The Americans with Disabilities Act is usually associated with assuring access to buildings. But the ADA can also involve access to other facilities such as websites and apps. In fact, there has been large increase in business litigation involving claims against small businesses because their websites and apps did not comply with Title III of the ADA.

Last October, the U.S. Supreme Court affirmed a lower court decision allowing visually impaired people to sue Domino’s Pizza because their website was inaccessible. The lower court ruled that online properties, in addition to physical structures, must meet accessibility requirements.

Pennsylvania has joined California, New York and Florida which have experienced many these lawsuits. A startling 98% of more than one million home pages of large and small companies did not meet all the recommended website accessibility requirements, according to a 2019 study.

Most claims involve visually impaired individuals who use a screen reader. This is software that has website content read aloud when a user moves their cursor over the website. Claims involved allegations that the users could not access information because the website coding was incompatible with the screen reader.

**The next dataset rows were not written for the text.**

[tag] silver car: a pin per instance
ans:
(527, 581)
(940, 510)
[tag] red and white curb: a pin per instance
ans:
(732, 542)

In addition to retailers, lawsuits may eventually include restaurants, doctor’s offices, auto repair shops and a wide array of other small businesses. Businesses who lose these lawsuits may have to pay some or all the plaintiff’s attorney fees, their own legal expenses and agree to make their websites ADA compliant. Some states may also impose other legal damages.

Information technology experts should help design websites to avoid these lawsuits. The sites need to be regularly evaluated and updated. Free tools, including those offered by the Bureau of Internet Accessibility, are also helpful.

Small businesses also need to avoid using fonts and colors that have insufficient contrast that is indistinguishable to low-vision users. Descriptions for important images, assuring that pop-ups have proper coding for screen readers and a logical tab order for buttons and headings may also avoid liability.

Business facilities and operations need to be constantly reviewed to avoid exposure to lawsuits. An attorney can assist with this compliance.